| Outcome | Probability | Yes Bid | Yes Ask | 24h Change | Volume | |
|---|---|---|---|---|---|---|
| Arsenal wins by over 1.5 goals | 0% | 0¢ | 0¢ | — | $0 | Trade → |
| Arsenal wins by over 2.5 goals | 0% | 0¢ | 0¢ | — | $0 | Trade → |
| Everton wins by over 1.5 goals | 0% | 0¢ | 0¢ | — | $0 | Trade → |
| Everton wins by over 2.5 goals | 0% | 0¢ | 0¢ | — | $0 | Trade → |
This market lets traders take positions on which point-spread outcome will occur in the Everton at Arsenal match, offering a way to express expectations about the margin of victory. Spreads matter because they capture market consensus about relative team strength and likely match balance.
Arsenal and Everton are established English clubs with different resources and typical league ambitions; Arsenal often perform strongly at home while Everton have historically been more variable on the road.

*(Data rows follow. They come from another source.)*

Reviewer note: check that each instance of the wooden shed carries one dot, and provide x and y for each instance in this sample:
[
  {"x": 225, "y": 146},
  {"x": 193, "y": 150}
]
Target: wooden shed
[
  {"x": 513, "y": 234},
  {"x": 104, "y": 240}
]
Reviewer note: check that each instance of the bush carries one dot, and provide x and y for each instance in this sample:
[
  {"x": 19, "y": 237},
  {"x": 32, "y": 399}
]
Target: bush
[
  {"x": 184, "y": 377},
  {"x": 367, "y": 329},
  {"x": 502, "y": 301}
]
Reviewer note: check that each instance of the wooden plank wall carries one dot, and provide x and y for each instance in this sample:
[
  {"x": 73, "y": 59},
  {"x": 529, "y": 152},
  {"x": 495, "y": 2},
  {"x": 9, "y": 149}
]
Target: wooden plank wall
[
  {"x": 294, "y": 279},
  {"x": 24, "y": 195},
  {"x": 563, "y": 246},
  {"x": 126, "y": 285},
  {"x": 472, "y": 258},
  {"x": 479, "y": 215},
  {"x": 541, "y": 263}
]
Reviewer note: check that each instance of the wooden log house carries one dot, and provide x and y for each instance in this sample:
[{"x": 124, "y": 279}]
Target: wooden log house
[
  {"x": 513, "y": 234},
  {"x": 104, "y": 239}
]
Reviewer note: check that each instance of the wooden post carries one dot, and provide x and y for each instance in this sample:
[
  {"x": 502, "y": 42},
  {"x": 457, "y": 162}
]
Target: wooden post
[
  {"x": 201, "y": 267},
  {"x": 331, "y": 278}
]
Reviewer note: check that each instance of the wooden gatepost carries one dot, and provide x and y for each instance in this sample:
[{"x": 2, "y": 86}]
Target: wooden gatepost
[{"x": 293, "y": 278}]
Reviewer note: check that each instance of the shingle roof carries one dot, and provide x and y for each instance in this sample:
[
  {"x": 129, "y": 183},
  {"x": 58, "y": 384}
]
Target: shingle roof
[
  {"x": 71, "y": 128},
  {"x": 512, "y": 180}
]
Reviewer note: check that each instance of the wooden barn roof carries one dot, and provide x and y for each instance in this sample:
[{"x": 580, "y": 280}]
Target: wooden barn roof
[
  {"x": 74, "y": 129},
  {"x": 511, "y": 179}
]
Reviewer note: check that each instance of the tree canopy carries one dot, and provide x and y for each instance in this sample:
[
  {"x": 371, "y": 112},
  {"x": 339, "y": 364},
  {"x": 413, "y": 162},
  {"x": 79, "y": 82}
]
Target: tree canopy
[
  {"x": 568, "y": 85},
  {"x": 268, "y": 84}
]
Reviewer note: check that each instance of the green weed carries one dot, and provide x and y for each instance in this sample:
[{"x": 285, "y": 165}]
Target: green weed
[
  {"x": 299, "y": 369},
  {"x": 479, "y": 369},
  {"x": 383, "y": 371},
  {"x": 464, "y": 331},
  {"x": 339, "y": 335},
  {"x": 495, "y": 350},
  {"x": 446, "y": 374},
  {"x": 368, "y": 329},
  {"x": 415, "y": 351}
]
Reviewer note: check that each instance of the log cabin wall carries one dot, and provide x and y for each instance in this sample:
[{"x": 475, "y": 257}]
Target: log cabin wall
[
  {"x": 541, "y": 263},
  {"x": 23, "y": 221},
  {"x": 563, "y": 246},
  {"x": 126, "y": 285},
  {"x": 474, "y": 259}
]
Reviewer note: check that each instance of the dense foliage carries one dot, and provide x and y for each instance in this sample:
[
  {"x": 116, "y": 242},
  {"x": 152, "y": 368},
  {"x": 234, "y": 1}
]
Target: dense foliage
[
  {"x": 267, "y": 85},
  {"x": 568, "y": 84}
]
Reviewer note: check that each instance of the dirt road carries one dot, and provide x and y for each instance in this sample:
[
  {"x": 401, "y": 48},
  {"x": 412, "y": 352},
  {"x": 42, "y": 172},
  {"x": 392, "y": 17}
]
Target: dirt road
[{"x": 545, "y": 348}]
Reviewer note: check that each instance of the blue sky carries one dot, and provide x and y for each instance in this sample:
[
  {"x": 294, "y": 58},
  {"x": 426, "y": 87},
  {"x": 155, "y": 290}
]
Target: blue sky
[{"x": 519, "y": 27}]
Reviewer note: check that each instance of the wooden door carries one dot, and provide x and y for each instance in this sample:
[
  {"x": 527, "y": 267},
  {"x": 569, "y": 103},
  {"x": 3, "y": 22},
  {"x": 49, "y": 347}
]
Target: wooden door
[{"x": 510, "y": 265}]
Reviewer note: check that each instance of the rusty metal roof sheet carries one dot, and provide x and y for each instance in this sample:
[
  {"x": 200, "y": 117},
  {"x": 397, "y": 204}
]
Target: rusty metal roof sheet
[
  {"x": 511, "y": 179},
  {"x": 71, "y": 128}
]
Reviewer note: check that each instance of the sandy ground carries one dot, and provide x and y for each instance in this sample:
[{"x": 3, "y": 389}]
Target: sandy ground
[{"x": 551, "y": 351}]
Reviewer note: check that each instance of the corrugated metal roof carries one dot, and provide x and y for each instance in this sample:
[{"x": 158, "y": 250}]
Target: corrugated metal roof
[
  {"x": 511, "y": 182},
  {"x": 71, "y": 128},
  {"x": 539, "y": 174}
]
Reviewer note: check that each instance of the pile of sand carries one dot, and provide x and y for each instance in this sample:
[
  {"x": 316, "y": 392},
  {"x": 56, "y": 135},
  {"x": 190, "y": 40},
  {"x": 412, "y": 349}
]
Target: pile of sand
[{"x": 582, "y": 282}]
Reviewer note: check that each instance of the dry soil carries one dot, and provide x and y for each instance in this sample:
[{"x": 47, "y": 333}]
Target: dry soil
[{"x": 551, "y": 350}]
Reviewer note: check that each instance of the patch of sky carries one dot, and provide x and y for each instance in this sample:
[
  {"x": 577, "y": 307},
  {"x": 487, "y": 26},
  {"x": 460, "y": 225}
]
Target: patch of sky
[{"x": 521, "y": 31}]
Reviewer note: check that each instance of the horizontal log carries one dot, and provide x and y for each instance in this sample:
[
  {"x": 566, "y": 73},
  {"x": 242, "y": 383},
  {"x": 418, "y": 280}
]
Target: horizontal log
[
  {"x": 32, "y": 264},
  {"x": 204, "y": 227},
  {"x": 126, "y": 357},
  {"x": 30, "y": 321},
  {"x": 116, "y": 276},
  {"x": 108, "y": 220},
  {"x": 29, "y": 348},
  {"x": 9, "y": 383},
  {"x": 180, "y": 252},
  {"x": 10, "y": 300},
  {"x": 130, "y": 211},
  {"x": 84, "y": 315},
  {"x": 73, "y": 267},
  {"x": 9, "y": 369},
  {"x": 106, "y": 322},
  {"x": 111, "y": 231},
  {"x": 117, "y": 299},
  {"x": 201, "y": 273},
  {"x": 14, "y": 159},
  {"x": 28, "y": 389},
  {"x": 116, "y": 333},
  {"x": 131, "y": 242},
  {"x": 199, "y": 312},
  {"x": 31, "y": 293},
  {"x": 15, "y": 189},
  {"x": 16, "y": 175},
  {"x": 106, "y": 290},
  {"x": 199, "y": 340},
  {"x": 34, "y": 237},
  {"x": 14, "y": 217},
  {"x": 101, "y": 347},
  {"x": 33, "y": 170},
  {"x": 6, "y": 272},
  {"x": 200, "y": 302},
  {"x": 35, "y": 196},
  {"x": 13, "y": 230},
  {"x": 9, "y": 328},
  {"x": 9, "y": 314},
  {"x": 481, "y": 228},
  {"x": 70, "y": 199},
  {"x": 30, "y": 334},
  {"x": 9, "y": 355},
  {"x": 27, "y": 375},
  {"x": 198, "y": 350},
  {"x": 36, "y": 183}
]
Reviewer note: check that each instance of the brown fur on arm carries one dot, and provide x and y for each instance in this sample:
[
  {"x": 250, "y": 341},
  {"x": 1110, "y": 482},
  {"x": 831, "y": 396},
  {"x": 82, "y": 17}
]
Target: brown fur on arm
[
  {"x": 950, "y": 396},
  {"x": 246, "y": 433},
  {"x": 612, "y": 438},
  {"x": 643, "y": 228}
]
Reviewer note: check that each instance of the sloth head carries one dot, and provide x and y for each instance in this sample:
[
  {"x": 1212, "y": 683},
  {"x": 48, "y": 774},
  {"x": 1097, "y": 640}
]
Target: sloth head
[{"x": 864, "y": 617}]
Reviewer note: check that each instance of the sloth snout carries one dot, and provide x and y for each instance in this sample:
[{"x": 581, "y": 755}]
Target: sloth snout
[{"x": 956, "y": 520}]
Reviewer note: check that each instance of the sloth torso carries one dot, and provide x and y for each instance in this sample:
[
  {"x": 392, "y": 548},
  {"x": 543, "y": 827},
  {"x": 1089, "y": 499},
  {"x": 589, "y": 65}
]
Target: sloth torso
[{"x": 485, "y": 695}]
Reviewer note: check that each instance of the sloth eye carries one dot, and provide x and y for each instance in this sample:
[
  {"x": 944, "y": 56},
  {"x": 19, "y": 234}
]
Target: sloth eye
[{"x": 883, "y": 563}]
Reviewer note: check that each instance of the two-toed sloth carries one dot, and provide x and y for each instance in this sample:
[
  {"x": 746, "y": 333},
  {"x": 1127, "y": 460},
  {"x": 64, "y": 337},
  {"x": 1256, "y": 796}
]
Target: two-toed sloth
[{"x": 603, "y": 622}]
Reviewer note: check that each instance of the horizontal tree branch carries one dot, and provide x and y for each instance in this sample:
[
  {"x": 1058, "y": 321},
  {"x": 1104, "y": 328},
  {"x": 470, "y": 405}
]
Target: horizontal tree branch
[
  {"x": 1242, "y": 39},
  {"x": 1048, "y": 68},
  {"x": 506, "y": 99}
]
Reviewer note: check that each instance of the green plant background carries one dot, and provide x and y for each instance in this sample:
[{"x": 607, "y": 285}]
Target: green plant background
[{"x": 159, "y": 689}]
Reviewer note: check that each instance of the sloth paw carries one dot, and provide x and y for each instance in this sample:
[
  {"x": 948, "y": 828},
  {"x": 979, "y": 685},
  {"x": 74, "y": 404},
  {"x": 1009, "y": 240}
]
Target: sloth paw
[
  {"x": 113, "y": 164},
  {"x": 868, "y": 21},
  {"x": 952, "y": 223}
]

Single-match outcomes can diverge from season-long trends because of injuries, rotation, fixture congestion, and tactical matchups between managers.
Odds in this market reflect the consensus about which spread bracket is most likely and will update as traders incorporate new information; larger or more active markets tend to produce more stable signals, while thin markets move quickly on new data.
Each outcome corresponds to a distinct spread bracket or margin category for the final result; the market page lists the exact spread ranges for each of the four options so traders can see which margin each outcome covers.
The platform currently shows a TBD close time; typically the exchange will set a closing time before kickoff or when official lineups are posted—check the market page for the finalized close once the organizer updates it.
Relatively low volume means prices can be volatile and influenced by individual trades, so treat current prices as more tentative and watch for follow-on activity or news that attracts additional liquidity.
Announcements that remove or add key goal scorers, a starting goalkeeper change, or the absence of a central defender who anchors the back line are most likely to move spreads materially, because they alter expected goals and defensive stability.
Traders may consider recent head-to-head margins for tactical or psychological clues, but the market typically gives greater weight to current-season form, squad availability, and immediate context (injuries, rotation, schedule) when pricing spreads.